Smitha Nair, a human-resource professional turned entrepreneur, notes on the scale of difficulty levels in personnel management, retaining blue-collar workers tends towards “very difficult”.
A report by The Udaiti Foundation and Quess Corp Limited found that initial three months of employment is critical to retention, as a substantial number of new associates “jump ship” in that period. The dropout rate among female associates is higher.
The report is based on an analysis of monthly Quess payroll data of over 15 lakh employees from 2020 to 2023.
Associates who stick to the job during the first three months tend to persist in the job for much longer — for a minimum of one year.
The percentage of those dropping out in the first month is higher in the low-earning category as compared to high-earning associates, signalling salary to be a significant factor contributing to dropout rates.
“Unlike white collar jobs, where attrition usually strikes after one year of employment, the ‘turnover rate’ for blue and grey collar staff is high during the first 90 days and we need to address it,” says M.P. Karthick, assistant vice president, Data and Applied Research, The Udaiti Foundation.
Reasons for leaving
The staffing industry struggles with high attrition rates, with factors such as temporary nature of work, lack of job security and limited avenues for professional development. For women, these challenges are exacerbated by care-giving responsibility and discrimination at work.
Addressing attrition
As reported by Quess, access to benefits significantly improved retention among female associates. This includes benefits such as provident fund, ESIC and performance incentives. The data revealed that married women with PF benefits are three times more likely to stay with the company than those without those privileges.
Similarly, single women with ESIC benefits are 48% more likely to retain their jobs than their counterparts without such benefits.
In addition, performance incentives make single women three times more likely to remain employed, and married women receiving quarterly incentives are seven times more likely to stay.
Better career opportunities also emerge as a dominant driver to leave an organisation.
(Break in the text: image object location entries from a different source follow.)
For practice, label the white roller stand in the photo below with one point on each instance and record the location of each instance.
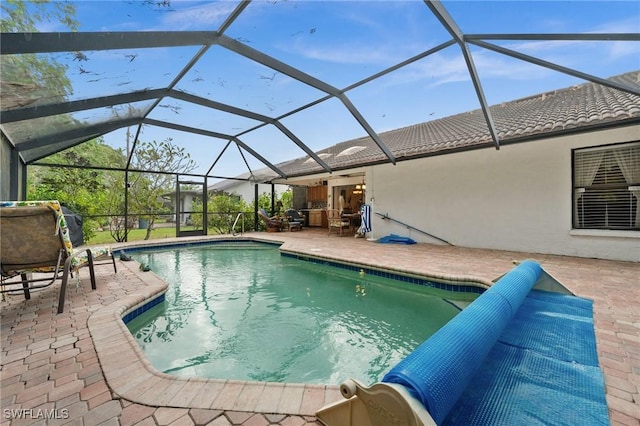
(382, 404)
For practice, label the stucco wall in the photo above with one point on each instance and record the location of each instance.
(516, 198)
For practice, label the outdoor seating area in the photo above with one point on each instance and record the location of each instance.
(35, 338)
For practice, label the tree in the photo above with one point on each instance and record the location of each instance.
(34, 79)
(146, 188)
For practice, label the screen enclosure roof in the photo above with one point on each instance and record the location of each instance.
(253, 88)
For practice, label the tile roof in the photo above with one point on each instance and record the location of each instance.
(577, 108)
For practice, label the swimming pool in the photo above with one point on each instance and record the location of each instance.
(249, 313)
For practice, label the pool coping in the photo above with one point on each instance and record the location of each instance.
(131, 376)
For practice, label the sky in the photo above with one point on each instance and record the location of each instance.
(340, 43)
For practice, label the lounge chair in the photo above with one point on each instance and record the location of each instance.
(35, 239)
(274, 224)
(294, 216)
(337, 222)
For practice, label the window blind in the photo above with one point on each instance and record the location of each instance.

A prominent MNC specialising in home appliances had a high attrition rate, partly due to low compensation packages within the industry.
Realising this, the company restructured the salary framework by introducing a festive season driven retention bonus and customised training programmes to enhance employee engagement and skill development.
These initiatives resulted in substantial cost savings, totalling ₹ 5 crore annually, and a significant reduction in attrition from 56% to 44%, says a case study presented by TeamLease Services, a HR consultancy for contract staffing services.
Digital feedback
Shahi Exports, in association with Good Business Lab, a labour research organisation, launched a digital tool that allows workers to share feedback anonymously and directly with HR or supervisors.
‘Inache’, as it is called, accommodates multiple regional languages, simplifying the feedback process and eliminating barriers to expression and fear of reprisal.
Quess has a ‘SARA’ chatbot that picks up human behavioural moods encountered by the associates, especially in the first 90 days of their employment.